Ufficialmente seconda punta o trequartista, di fatto è uno in grado di ricoprire tutti i ruoli dell’attacco: prima punta, esterno e se necessario anche interno di centrocampo in un 4-3-3 in stile zemaniano. Avete letto bene, zemaniano. Capello è infatti transitato anche per il Cagliari del periodo boemo: “Altra esperienza importante – dice – da Zeman ho imparato concretamente cosa vuol dire ‘chi si ferma è perduto’ ”. Poi, dalla balorda stagione rossoblù, è venuto fuori il prestito dallo scorso agosto al Prato, in Lega Pro.

Ma non chiamatela retrocessione la sua avventura nella Divisione Unica: “Non la considero così – continua – Bologna è stato l’inizio e ancora oggi rappresenta il ‘cuore’, l’Inter un’immensa palestra, il Cagliari la prima volta tra i grandi. Prato, invece, è una nuova partenza in un ambiente ideale per farlo. Quello che stiamo disputando è un ottimo campionato. L’obiettivo è la salvezza, ma non sarei sorpreso di vedere me e i miei compagni tra qualche mese ai playoff”.

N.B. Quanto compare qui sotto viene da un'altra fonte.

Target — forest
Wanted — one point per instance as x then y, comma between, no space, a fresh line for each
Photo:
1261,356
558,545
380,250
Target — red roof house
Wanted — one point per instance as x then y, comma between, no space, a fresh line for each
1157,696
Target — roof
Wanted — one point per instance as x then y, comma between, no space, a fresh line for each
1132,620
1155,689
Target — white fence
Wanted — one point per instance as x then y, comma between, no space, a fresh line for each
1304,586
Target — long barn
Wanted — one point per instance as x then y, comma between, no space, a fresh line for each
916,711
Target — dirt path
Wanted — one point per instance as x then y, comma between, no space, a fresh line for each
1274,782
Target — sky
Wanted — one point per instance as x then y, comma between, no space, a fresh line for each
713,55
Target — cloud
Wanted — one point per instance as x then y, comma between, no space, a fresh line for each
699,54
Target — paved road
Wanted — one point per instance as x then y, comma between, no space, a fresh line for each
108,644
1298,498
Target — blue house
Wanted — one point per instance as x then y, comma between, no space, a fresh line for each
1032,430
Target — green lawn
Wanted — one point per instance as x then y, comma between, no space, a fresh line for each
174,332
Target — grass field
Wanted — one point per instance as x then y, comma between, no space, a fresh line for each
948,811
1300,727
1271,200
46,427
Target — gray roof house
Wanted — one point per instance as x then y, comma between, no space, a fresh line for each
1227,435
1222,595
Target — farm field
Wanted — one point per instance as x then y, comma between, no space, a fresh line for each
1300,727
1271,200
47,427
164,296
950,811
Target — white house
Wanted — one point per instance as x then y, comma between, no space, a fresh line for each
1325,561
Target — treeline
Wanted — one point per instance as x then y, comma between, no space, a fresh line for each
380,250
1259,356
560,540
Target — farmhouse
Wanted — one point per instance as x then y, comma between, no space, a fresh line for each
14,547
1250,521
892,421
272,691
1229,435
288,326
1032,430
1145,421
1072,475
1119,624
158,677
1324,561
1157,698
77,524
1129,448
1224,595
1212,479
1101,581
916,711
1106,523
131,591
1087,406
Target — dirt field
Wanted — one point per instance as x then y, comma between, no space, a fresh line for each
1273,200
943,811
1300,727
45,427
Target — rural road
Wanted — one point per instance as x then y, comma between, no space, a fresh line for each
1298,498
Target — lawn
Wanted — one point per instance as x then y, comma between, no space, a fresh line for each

Un buon risultato sarebbe in effetti anche l’unico modo per suscitare un nuovo e forte interesse da parte del Cagliari, club proprietario del suo cartellino: “Mi auguro possano tornare in A, la squadra è davvero forte. Lo merita la città”. Poi ci sono il già citato Bologna, un amore mai sfiorito e che segue a distanza, e Vittoria, un amore fiorito più di recente e che lo segue da vicino, ma davvero molto da vicino: “Lei è importante, mi sostiene e mi incita pur non essendo una grande appassionata di calcio. E mi segue, eccome se mi segue…”. Ecco, forse non basterà un dribbling per depistare di tanto in tanto la sua dolce Vittoria, ma da un dribbling, cosa che in campo gli riesce benissimo, potrebbe ricominciare la caccia al suo sogno: “L’ambizione c’è, la voglia c’è, gli stimoli ci sono. Poi si vedrà”. La Serie A non è poi così lontana.